Mehr Transparenz bei der Verwendung der Studienbeiträge
In sechs Bundesländern werden mittlerweile von allen Studenten Studienbeiträge von bis zu 500 € zuzüglich sonstiger Gebühren verlangt. Nach Angaben der Hochschulrektorenkonferenz (HRK) sind auf diesem Wege seit 2007 etwa 750 Millionen Euro an die Hochschulen gegangen. Tatsächlich wurden infolge der Studienbeitragszahlungen umfangreiche Verbesserungen der Lehre eingeführt, die den Studenten merklich zugute kamen. So wurden Tutorienangebote ausgebaut, Bibliotheksbestände aufgestockt und zusätzliche kostenfreie Klausurenkurse angeboten.

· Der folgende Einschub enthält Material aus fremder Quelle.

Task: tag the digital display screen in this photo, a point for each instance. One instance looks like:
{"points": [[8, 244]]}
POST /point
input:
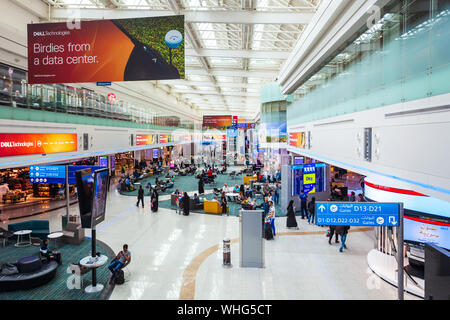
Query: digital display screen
{"points": [[309, 177], [424, 231], [217, 121], [145, 139], [103, 161], [21, 144], [299, 160], [297, 139], [100, 192], [85, 190], [107, 50]]}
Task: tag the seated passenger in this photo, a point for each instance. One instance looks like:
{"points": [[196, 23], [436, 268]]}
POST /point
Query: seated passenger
{"points": [[225, 188], [215, 199], [120, 260], [50, 255]]}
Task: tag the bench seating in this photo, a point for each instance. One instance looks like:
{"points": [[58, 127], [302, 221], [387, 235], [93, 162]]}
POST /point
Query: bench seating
{"points": [[40, 228]]}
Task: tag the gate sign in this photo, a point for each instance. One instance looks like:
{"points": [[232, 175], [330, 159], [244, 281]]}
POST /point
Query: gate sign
{"points": [[47, 174], [369, 214], [56, 174]]}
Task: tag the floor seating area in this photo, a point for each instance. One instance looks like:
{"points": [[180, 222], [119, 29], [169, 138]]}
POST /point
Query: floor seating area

Diese Investitionen entsprechen den Voraussetzungen, an die die Verwendung der Beiträge zu knüpfen ist. So sollen die Universitäten mit den Studienbeiträgen ausschließlich Investitionen tätigen, die der Lehre der Studenten zugute kommen. Diesem Anspruch wird jedoch vielfach nicht hinreichend Rechnung getragen. Universitäten finanzieren bauliche Reparaturmaßnahmen, Hörsaalausstattung und neue Universitätsgebäude aus Studienbeiträgen, obwohl diese gerade dafür nicht vorgesehen sind. Vielmehr sind die Universitäten und die Länder gehalten, derartigen Aufwand aus den dafür vorgesehenen Geldern zu tätigen, nicht aber aus Studienbeiträgen. Mitunter stellt die sinnvolle Verwaltung und Planung der Studienbeiträge Anforderungen an die Hochschule, denen vielfach nicht nachgekommen wird. Aus diesem Grund hat beispielsweise die Hochschule Esslingen in Zusammenarbeit mit Porsche Consulting ein Konzept entwickelt, die Prozesse der Einnahme, Planung und Verwendung der Gebühren zu verbessern.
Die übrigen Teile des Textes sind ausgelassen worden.